What Lu Chenyuan did next made the merchant’s eyes nearly pop from their sockets.

The young man cradled the sinister doll in his palm, his expression becoming uncannily gentle, as if soothing a bawling infant in swaddling clothes. He began to stroke the doll’s head, again and again.

More bizarre still, the merchant seemed to hear a sticky, hair-raising sound, as though the youth was caressing not wood, but a piece of living skin soaked in grease.

In the depths of his terror, he saw crimson eyes sprouting from the boy’s palm, tongues flicking greedily from them to lick the doll.

“What kind of monster is he…”

Lu Chenyuan realized he’d guessed right.

As he stroked the doll, he felt a torrent of resentment and loneliness pour from the doll into himself. The creature within him seemed to respond, sending threads of ghostly blue energy, which the tongues licked up and fed to the doll.

A sudden understanding dawned: this, perhaps, was what the doll had stayed near him for, what it wished to receive in exchange for its aid.

The merchant’s terror deepened.

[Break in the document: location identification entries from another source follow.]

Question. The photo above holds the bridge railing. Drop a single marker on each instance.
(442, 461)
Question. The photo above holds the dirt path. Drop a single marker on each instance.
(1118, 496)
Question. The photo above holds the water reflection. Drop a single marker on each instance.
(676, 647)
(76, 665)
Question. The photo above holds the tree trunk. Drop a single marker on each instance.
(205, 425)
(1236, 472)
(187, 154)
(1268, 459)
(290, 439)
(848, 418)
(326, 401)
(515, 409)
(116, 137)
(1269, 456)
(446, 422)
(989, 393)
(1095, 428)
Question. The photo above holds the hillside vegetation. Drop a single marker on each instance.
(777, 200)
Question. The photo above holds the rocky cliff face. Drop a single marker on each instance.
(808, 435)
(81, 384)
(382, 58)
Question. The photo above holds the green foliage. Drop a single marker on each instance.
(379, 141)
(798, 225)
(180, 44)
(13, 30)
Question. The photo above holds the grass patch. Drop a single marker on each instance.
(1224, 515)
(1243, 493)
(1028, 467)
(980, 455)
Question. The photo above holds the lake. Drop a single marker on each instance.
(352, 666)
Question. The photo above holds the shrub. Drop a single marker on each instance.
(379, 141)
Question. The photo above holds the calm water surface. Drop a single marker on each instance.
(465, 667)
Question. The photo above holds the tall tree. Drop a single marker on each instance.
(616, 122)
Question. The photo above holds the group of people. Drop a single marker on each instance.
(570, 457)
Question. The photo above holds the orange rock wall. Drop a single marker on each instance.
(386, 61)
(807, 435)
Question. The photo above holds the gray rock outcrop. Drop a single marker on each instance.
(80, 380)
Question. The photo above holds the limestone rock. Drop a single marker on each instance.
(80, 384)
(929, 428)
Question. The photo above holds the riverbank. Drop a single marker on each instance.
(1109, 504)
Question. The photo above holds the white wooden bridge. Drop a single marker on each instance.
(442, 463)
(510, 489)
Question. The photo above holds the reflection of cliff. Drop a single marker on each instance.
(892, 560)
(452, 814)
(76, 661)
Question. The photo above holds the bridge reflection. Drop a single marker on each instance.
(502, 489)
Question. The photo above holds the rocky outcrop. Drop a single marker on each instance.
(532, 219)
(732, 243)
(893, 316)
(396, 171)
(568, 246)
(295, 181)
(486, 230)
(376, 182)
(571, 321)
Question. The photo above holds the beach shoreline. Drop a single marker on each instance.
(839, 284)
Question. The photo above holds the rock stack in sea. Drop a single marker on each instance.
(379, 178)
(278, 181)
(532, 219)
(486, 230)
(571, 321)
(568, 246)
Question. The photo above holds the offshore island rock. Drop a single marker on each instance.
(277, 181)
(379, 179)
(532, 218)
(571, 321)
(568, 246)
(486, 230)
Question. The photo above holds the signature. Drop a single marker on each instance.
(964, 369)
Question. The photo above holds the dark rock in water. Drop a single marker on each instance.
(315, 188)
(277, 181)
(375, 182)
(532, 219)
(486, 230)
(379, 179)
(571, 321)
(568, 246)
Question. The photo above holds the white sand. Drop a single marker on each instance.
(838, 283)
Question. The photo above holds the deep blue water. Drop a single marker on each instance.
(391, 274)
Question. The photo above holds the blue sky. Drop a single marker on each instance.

He heard the youth murmur over and over, “There, there… no more fuss now…”

Unable to look away, the merchant’s world shattered; even breathing seemed impossible.

Just as his mind was about to be wholly consumed by unspeakable dread, there was a sharp crack.

The doll’s head suddenly twisted to one side, facing him directly. The cracks at its lips seemed pulled wider in a grin, a drop of pitch-black ink seeping from its painted eye. Its once-dead eyes shone with uncanny light, staring straight at him.

The merchant’s breath stopped.

At that moment, the boy’s calm voice sounded once more:

“Merchant Zhang, now that the pretense is over between us, there’s no need for further games. I am all ears—let nothing be left unsaid.”